The Houma Courier on issues with recent Alabama solitary confinement reforms:

Thanks to recent criminal justice reforms, Louisiana is shedding its label as the incarceration capital of the world. However, our state still locks away more of its inmates in solitary confinement than any other state. And our rate was recently four times the national average.

Clearly, that is a call for change.

Louisiana prison officials have said they have made some progress by embracing common sense reforms. But touting those changes does little for the people who are still held in terrible conditions for days, weeks, months or even years on end.
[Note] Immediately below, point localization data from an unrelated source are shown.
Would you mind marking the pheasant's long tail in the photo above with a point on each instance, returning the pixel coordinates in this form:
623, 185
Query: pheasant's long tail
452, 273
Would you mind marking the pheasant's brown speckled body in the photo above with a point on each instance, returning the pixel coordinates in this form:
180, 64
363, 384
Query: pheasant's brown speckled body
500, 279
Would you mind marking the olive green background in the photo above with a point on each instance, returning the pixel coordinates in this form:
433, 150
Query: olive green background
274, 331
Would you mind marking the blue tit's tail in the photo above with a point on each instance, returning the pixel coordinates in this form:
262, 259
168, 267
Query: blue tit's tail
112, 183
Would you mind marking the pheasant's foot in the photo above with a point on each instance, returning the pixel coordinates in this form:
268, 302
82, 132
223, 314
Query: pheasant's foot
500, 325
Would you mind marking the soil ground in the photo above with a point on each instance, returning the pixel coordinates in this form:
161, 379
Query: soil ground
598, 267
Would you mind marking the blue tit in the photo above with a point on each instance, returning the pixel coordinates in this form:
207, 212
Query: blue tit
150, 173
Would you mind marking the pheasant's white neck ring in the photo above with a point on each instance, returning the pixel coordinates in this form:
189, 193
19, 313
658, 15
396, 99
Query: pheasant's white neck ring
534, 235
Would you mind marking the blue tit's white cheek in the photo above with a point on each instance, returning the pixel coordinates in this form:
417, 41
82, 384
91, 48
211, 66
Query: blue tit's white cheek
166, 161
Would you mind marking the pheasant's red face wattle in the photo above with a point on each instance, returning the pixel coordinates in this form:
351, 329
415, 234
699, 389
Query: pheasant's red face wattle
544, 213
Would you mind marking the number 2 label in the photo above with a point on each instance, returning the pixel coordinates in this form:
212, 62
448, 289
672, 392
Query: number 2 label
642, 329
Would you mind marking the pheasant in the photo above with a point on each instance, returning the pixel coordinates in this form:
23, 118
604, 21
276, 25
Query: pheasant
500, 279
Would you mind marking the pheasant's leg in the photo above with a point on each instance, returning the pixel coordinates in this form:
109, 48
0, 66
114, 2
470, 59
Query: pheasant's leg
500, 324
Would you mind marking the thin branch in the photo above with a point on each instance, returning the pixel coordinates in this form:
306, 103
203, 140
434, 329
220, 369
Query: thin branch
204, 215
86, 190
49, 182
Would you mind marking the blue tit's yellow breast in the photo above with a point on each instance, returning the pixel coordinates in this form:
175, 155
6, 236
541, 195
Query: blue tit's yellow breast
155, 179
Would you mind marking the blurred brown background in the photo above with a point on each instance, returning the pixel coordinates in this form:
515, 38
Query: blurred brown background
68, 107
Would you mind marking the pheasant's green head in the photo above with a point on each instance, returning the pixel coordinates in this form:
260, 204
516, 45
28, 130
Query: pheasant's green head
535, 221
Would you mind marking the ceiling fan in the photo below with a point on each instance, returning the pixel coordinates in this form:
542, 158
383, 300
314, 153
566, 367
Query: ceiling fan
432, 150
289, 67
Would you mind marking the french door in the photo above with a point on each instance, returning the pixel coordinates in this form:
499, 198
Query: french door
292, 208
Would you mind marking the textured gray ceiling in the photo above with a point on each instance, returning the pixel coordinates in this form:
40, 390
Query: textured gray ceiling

And the changes themselves have been rather modest, considering the place our system started. Just three years ago, Louisiana held 17 percent of its prison population in solitary confinement. That is the rate that is four times the national average. After some changes in recent years, the state has reduced the percentage to about 10. But even that sharply reduced number puts our state higher than any other in the nation.
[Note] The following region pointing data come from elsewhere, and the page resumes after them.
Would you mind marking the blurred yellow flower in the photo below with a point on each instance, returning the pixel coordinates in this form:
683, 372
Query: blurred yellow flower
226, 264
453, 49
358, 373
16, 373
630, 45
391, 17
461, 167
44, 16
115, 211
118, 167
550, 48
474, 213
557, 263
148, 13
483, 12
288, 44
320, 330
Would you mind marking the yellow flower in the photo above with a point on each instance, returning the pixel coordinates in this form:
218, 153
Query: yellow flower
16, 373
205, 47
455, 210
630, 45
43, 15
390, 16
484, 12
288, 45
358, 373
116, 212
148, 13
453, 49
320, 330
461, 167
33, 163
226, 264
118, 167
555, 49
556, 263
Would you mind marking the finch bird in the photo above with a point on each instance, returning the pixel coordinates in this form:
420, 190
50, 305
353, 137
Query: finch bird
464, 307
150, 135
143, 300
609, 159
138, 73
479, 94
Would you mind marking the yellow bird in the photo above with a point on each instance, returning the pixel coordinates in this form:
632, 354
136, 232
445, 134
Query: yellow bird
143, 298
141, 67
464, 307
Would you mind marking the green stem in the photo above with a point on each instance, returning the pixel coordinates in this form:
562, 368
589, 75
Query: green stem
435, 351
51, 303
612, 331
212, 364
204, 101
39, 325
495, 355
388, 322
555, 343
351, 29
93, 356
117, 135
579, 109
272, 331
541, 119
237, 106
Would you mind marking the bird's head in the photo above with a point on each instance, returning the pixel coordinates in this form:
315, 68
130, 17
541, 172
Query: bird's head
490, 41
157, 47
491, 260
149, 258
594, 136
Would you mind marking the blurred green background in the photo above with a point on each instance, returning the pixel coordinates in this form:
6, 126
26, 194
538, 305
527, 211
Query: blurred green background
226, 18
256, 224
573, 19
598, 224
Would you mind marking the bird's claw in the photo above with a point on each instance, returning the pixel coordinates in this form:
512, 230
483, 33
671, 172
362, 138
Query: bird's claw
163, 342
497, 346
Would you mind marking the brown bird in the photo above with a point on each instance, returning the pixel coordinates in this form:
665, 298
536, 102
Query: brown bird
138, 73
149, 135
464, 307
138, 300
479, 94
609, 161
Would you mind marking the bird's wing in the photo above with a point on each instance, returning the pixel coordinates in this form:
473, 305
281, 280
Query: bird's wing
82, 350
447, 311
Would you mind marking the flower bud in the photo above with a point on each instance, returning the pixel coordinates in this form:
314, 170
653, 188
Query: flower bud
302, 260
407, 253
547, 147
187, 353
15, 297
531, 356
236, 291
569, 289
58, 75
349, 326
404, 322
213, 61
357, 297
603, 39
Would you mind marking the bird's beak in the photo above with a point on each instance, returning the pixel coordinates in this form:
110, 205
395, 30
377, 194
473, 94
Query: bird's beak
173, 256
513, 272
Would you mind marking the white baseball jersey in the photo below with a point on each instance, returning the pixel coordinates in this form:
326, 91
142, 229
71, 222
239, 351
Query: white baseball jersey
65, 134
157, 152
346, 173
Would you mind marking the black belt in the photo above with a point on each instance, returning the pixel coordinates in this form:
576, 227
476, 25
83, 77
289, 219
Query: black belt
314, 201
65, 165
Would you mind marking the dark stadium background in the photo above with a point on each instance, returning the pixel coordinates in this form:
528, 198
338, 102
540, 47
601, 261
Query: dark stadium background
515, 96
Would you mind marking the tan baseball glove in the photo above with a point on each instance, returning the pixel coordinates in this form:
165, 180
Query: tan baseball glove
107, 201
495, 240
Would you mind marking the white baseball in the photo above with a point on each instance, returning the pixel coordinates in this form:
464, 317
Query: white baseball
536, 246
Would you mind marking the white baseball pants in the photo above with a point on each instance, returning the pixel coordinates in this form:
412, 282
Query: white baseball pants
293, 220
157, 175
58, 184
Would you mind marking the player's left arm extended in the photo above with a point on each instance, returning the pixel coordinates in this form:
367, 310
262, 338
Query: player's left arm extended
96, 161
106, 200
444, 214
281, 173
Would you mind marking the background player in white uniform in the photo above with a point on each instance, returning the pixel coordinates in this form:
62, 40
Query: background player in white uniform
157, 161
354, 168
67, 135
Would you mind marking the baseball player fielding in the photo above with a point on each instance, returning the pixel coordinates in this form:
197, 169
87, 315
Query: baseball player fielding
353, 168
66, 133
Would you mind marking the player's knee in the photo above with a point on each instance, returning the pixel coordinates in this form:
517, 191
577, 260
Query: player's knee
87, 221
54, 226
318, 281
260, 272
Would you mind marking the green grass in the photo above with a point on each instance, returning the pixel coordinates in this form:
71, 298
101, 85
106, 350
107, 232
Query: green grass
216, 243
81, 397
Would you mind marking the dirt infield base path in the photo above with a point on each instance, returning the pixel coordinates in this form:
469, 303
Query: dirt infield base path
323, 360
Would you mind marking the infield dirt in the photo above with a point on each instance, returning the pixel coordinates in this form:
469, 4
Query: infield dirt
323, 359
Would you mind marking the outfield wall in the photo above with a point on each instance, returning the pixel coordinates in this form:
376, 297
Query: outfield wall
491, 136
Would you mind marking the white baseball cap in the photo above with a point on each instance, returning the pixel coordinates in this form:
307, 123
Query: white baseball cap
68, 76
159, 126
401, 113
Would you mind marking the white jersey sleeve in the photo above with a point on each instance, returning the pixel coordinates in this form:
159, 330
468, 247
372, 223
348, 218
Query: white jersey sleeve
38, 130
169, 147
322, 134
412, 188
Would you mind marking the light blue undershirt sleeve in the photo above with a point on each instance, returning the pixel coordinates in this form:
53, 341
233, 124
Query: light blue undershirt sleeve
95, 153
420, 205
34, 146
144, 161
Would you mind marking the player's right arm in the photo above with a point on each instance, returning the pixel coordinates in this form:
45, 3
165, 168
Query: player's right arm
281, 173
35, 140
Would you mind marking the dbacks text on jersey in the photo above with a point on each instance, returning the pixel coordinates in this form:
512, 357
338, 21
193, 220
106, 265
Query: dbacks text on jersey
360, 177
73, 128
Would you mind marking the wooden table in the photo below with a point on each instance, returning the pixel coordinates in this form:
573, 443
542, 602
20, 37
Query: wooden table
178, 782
Our prisoners might not get a lot of sympathy, but the conditions under which they are held is a reflection of our entire society. And when we are such obvious outliers in a category like this, it should give us all a reason to embrace reform.

Advocacy groups have embraced various ideas for change, including allowing all prisoners access to visitors and mail, limiting solitary confinement in cases where the inmate has a diagnosed mental illness and placing restrictions on the consecutive days prisoners can be deprived of social interaction.

Those all make sense, and they could all put us on a path toward joining other states, where solitary confinement is comparatively rarely used.

There have been horrific stories in which inmates have been held for decades in solitary confinement. That is unconscionable. And Louisiana must put an end to the excessive use of what should be a last resort for prisons to control the worst-behaved inmates.

There are times when solitary confinement might be a useful tool for jailers to keep their charges from repetitive misbehavior. But there should also be common sense limits on how, when and for how long solitary should be imposed on prisoners.

The sooner we can implement some of these good ideas, the sooner Louisiana can cast off its shameful title as the largest user of solitary confinement in the nation.